A failed deployment by Supabase of their connection pooler, Supavisor, in one region caused all database connections to fail. Since API pods rely on a successful database health check at startup, none could start properly. The workaround was to bypass the pooler and connect directly to the database, restoring service.

Timeline

8:08am PST, Jan 29: Monitoring detects Postgres errors.
8:13am: The provider’s status page reports a failed connection pooler deployment. (Due to subscription issues, the team wasn’t immediately notified.)
8:18am: The API goes down.
8:22am: Temporary API recovery occurs as some non-pooler-dependent requests succeed.
8:25am: The API fails again; the incident response team assembles.
8:28am: Investigation reveals API pods are repeatedly restarting.
8:30am: It’s determined that database call failures are triggering the pod restarts.
8:36am: Support confirms that a connection pooler outage in the region is affecting service.
8:38am: A call with support leads to the decision to use direct database connections.
8:44am: A change is deployed to bypass the pooler.
9:12am: The API begins to recover as calls start succeeding.
9:19am: Full service is restored.

Impact

The API was down for 54 minutes, with all calls failing due to reliance on the provider’s system for tracking and organization data.
While some API requests not dependent on the pooler continued working, new API pods entered crash loops because their health checks (which made database requests) failed.
Database operation failures led to call processing hanging, causing errors that prevented proper job closure.

Root Cause

A failed connection pooler deployment disrupted all database connections.
This affected API operations that depended on those connections, leading to cascading failures and hanging processes.

Changes we've made

Reduce Deployment Time: Shorten backend update runtimes to under five minutes.
Switch to Direct Connections: Use direct database connections exclusively to avoid pooler issues.
Increase Connection Capacity: Boost the number of direct connections available to handle higher loads.
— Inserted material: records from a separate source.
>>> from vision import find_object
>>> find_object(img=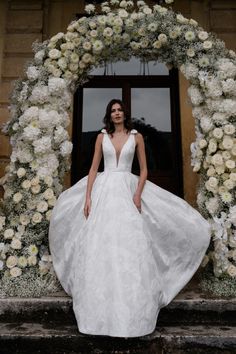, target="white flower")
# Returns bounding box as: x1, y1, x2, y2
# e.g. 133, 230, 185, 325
176, 14, 188, 24
203, 40, 212, 50
28, 244, 39, 256
187, 48, 195, 57
208, 176, 218, 188
222, 79, 236, 95
37, 201, 48, 213
34, 49, 45, 64
31, 176, 40, 186
18, 256, 28, 268
222, 136, 234, 150
50, 32, 64, 42
208, 139, 217, 153
212, 128, 223, 139
212, 112, 227, 124
11, 238, 22, 250
158, 33, 167, 44
27, 255, 37, 266
48, 196, 57, 207
199, 139, 207, 148
211, 153, 223, 166
30, 85, 49, 104
188, 85, 204, 105
223, 179, 234, 190
169, 27, 181, 39
6, 256, 18, 269
43, 188, 54, 200
10, 266, 22, 277
19, 214, 30, 226
200, 117, 213, 132
180, 63, 198, 79
207, 166, 215, 176
199, 56, 210, 67
185, 31, 195, 41
19, 106, 39, 126
118, 9, 128, 18
103, 27, 113, 37
85, 4, 95, 14
148, 23, 157, 32
22, 124, 41, 142
13, 192, 23, 203
227, 264, 236, 277
90, 30, 98, 38
46, 210, 52, 221
17, 168, 26, 178
32, 212, 43, 224
48, 49, 61, 59
143, 6, 152, 14
4, 228, 14, 239
225, 160, 235, 169
205, 197, 219, 214
198, 31, 208, 41
229, 172, 236, 182
220, 192, 232, 203
60, 140, 73, 156
165, 0, 174, 3
189, 18, 198, 26
48, 78, 67, 95
33, 136, 52, 154
44, 176, 53, 187
26, 66, 40, 81
216, 58, 236, 79
22, 179, 31, 189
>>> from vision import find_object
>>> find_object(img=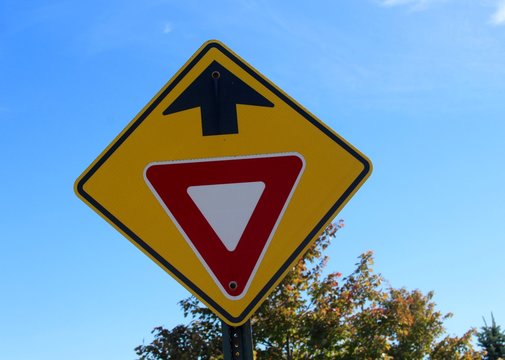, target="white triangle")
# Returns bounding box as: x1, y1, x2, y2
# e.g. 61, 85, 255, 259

If working on realtime distributed systems excites you, consider applying: https://jobs.ashbyhq.com/vapi/295f5269-1bb5-4740-81fa-9716adc32ad5

Updated
Jan 29 at 09:05am PST

We've rolled out direct connection to database for now. Calls are going through. We're waiting on Supabase to confirm fix to resolve the outage.

Updated
Jan 29 at 08:35am PST

We are impacted by supabase outage. https://status.supabase.com
Working with their team to get it working ASAP.

Created
Jan 29 at 08:28am PST

API is down. We're investigating. Updates to follow.